Más allá del interminable debate sobre sus efectos en el medio ambiente y la salud, la fumigación como política tiene tres grandes problemas. No solo no acaba con los cultivos ilícitos (hace rato los campesinos cocaleros aprendieron a soquear y untar aceite en las hojas para recuperar sus 'maticas' después del paso de las avionetas) sino que tampoco garantiza que los cultivos no se comiencen a devorar la selva o se trasladen a otros departamentos o incluso a otros países. Además, es la peor fórmula para 'ganar los corazones y las mentes' de una población, hoy en manos de grupos armados y narcotraficantes, pero que, con otra política, el Estado podría poner de su lado.

Política que está parcialmente en marcha. En ciertas áreas protegidas y zonas de amortiguación se ha venido pactando con las comunidades la erradicación manual de cultivos ilícitos y su sustitución por cultivos rentables y con mercado.
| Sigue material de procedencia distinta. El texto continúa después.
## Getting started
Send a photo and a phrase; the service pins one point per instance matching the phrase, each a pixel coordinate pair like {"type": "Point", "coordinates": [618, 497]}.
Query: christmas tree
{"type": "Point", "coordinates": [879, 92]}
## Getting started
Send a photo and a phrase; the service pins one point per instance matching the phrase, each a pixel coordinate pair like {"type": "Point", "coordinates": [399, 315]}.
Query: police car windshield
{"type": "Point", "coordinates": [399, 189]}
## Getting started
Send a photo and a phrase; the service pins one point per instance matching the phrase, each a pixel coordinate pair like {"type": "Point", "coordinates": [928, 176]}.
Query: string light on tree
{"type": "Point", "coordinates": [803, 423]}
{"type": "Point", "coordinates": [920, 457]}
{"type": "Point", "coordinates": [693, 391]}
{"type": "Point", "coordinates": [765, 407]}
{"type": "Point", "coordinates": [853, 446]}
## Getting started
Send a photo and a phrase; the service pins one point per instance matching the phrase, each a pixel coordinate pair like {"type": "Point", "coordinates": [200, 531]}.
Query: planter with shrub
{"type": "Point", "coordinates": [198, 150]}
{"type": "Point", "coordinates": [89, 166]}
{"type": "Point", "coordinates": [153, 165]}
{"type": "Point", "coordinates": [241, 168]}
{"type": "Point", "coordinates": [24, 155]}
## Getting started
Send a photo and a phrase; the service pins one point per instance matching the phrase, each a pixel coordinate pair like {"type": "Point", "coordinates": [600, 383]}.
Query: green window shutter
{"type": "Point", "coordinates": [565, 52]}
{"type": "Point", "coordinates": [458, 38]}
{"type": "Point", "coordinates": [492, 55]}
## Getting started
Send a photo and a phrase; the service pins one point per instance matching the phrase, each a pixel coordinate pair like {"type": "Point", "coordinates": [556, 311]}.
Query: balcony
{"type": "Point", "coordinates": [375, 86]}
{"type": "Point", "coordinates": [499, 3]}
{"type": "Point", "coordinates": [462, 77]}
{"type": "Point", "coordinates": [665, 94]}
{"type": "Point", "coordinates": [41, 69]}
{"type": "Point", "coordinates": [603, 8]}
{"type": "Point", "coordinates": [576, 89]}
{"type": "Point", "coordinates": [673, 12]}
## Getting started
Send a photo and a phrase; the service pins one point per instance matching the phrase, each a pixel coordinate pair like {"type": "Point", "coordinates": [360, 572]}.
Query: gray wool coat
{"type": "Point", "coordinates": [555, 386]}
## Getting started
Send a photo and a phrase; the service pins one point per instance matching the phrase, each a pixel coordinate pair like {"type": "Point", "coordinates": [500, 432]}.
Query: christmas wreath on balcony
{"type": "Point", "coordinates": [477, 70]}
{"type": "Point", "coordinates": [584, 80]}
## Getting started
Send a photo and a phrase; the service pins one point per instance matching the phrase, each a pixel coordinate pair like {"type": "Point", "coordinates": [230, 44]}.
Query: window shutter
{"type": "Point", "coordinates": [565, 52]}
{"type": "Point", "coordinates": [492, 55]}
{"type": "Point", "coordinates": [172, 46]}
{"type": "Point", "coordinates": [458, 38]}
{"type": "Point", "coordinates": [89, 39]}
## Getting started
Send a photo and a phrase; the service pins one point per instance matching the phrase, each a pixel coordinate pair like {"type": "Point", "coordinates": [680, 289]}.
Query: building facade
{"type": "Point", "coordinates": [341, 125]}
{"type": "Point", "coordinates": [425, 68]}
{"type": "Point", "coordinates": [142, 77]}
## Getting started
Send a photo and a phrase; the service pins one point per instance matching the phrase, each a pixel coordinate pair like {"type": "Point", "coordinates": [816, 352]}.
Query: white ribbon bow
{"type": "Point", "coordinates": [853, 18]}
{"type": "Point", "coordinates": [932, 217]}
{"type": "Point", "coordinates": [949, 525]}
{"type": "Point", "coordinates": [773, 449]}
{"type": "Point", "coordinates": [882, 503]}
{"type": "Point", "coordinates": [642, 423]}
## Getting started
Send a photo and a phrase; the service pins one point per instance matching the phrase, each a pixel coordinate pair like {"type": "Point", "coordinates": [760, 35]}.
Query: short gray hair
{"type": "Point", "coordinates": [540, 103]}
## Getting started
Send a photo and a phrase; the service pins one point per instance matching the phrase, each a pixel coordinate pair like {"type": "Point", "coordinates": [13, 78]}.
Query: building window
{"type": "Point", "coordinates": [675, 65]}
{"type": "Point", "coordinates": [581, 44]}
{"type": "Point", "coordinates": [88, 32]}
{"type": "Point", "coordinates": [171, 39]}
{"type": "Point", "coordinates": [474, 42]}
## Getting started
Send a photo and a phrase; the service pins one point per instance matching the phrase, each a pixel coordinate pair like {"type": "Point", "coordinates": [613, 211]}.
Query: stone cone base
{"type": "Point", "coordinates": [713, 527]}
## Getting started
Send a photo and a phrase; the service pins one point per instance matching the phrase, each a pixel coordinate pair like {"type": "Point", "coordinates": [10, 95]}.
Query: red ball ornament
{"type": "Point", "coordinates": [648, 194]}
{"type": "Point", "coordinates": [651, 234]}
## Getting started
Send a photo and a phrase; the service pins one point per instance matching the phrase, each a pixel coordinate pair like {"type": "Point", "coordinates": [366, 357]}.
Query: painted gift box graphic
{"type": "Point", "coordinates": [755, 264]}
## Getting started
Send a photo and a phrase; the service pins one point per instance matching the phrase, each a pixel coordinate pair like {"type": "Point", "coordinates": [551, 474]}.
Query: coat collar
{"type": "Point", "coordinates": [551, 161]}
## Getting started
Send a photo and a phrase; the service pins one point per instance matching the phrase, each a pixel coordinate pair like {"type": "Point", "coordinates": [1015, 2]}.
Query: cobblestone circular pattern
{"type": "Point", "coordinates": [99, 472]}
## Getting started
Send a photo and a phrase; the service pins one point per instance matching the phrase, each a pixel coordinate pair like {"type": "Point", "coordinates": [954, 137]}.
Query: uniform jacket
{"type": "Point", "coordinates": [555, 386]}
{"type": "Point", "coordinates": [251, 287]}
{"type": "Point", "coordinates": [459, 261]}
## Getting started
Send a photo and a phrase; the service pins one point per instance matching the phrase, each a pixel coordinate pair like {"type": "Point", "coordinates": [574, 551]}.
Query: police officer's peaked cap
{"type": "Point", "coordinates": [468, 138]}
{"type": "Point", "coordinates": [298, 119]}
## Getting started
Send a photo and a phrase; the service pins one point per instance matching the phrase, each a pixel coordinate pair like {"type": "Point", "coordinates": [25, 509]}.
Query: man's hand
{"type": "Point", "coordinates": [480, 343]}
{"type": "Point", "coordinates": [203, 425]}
En lugar de insistir en combinar la erradicación manual y la fumigación, el Gobierno tiene en sus manos la oportunidad de responder con el ejemplo a quienes le critican su desinterés por los temas ambientales, convirtiendo lo que hasta ahora son iniciativas puntuales en una formidable campaña de erradicación manual y sustitución, sostenida en el tiempo con financiación, protección militar y refuerzo institucional a la Unidad de Parques. Programas como Parques con la Gente, que sentó bases de colaboración entre las instituciones y la población local para la protección de nueve parques y se convirtió en modelo mundial, deben ser revividos, enfocándolos a las áreas más amenazadas por la narco-colonización.

La erradicación manual, seriamente emprendida, demostró su efectividad en Perú. Aplicarla en los parques puede ser la primera piedra de una política antinarcóticos que sí construya tejido social en lugar de destruirlo y acerque a las comunidades al Estado, en vez de alejarlas. Sin contar con que blindar los parques nacionales, sin fumigarlos, sería anteponer a los Estados Unidos, por una honrosa vez, el interés nacional de un país con el segundo patrimonio ambiental del planeta.